Llovía a mares. Era casi mediodía y el río arterial de miles y miles de carros impedía avanzar más de siete pulgadas por minuto. Un diablo rojo hizo añicos un Toyotita ahí adelante. Pero yo había decidido que nada me alteraría, así que ignoré el asunto, tranquilo, en mi cabina presurizada, con Claudia de Colombia cantando al fondo, el aire acondicionado a media potencia y mirando llover. Me gusta el gris.

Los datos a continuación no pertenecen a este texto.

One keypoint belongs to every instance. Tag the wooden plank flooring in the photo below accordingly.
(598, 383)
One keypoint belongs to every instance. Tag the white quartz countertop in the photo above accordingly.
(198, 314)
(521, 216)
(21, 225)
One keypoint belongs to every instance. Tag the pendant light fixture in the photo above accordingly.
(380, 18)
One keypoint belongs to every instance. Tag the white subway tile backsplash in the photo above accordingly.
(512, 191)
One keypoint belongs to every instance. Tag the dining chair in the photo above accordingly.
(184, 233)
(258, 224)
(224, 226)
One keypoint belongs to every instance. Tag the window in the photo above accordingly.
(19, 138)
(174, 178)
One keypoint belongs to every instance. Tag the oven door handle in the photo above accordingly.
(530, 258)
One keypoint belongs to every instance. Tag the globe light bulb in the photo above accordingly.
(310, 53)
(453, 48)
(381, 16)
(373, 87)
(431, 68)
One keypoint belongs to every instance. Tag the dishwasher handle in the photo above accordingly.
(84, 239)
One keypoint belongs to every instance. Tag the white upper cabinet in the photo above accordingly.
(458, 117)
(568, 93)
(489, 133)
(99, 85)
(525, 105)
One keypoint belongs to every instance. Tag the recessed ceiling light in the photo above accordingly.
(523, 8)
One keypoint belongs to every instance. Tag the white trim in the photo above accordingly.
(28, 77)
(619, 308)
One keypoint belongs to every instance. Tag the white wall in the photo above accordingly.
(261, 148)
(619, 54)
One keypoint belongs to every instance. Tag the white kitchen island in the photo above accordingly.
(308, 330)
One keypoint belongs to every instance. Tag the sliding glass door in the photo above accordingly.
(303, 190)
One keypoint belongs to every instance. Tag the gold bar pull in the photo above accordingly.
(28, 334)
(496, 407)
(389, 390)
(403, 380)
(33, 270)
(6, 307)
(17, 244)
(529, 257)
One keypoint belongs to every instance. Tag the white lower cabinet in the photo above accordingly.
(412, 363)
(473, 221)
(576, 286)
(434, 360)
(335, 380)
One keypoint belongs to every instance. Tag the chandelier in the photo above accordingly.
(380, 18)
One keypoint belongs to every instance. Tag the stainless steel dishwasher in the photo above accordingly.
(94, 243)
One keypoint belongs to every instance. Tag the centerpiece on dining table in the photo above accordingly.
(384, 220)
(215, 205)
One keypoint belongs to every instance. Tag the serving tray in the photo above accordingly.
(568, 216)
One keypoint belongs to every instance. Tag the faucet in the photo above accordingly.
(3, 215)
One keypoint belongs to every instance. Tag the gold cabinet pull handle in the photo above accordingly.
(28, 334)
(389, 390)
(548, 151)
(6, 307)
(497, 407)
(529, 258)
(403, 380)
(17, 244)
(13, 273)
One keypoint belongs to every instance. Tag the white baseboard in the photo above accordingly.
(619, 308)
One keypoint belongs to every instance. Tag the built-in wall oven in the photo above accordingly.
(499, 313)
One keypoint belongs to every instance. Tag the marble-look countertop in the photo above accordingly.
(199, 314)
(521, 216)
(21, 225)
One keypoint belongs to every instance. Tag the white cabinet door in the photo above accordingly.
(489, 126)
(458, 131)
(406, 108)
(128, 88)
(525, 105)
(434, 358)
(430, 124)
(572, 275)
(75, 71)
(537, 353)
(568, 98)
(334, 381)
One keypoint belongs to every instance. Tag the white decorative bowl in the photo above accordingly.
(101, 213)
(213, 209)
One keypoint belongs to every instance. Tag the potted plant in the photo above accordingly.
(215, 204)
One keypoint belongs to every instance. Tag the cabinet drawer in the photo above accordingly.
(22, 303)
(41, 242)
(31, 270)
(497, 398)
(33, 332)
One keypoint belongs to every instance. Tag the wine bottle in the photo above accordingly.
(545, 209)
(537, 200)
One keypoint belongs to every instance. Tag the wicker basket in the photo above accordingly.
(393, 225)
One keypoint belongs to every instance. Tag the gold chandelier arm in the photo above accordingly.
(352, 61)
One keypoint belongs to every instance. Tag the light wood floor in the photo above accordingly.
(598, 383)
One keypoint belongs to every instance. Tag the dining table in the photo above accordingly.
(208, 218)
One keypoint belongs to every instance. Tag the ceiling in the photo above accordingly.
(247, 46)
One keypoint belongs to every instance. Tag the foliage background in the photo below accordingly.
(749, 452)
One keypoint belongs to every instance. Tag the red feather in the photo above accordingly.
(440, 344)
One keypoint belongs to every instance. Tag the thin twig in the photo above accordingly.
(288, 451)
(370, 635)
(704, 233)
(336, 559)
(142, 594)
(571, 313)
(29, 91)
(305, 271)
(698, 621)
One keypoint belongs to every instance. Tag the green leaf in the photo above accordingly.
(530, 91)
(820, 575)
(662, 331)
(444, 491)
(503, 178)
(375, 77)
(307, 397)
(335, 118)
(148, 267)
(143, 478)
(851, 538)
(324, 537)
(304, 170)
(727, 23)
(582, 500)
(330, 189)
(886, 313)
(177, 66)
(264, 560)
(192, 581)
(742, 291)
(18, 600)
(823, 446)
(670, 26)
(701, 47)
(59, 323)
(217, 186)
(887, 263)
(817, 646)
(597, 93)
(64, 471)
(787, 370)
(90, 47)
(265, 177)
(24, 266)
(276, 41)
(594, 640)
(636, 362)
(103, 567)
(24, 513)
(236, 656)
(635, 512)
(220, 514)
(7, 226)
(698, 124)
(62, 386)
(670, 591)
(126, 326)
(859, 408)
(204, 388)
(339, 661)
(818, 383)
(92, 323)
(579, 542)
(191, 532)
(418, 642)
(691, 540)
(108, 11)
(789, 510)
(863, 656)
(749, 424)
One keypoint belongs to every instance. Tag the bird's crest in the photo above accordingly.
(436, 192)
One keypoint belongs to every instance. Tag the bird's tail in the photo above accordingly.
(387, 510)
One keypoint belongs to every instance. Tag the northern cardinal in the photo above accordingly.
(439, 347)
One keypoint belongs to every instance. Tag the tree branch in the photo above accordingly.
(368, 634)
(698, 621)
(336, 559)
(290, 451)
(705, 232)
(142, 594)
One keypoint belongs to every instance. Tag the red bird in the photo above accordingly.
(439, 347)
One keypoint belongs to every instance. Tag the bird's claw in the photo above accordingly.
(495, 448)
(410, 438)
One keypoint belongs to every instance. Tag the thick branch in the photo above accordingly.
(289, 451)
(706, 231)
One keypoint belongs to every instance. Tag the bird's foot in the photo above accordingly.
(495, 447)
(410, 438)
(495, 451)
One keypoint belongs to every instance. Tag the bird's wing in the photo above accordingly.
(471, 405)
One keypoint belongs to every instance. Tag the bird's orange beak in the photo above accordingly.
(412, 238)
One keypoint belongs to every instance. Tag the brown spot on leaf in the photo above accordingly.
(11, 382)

Entonces la vi. Más bien lo que vi fue la exuberante mata de pelo negro, como cola de cometa, cuando movió sensualmente la cabeza al abrir la tapa del motor del auto. Se le había dañado el carro.
Para mi escándalo, nadie se bajó a ayudarla. Le pasaban al lado como si fuera un animal muerto, y eso me enfureció. "No te preocupes, mi reina, ya voy en tu auxilio", le dije en voz alta desde mi cabina, con la ilusión de que me oyera.
Pero cuando puse mi carro junto al de ella me di cuenta que era feísima. Ese no era un perfil, sino el contorno de un tanque de guerra, del que sobresalía repelente la nariz amenazante como un misil y una dentadura escabrosa enmarcada por un tupido bigote. Estaba empapada la cascada de pelo negro convertido en pantano tenebroso, y una facha de Tulivieja que me heló la sangre. Justo cuando pasé a su lado, los ojos muy juntos, draculescos, se clavaron en los míos y mi pie se negó a pisar el freno.
Aceleré como todos los demás para arrepentirme después. No fue eso lo que me enseñaron en los niños exploradores. Por eso di vuelta a la cuadra, debajo del diluvio que caía, para volver a la lerda fila de carros, que cual serpiente de latón herida de muerte se negaba a moverse.
Cuando llegué a la curva, quince minutos después, no estaba. Ni ella ni el auto. Y empezó a crecerme en el alma la hierba venenosa de esta vergüenza. Afuera, seguía lloviendo a mares. Y empezó a llover en mí.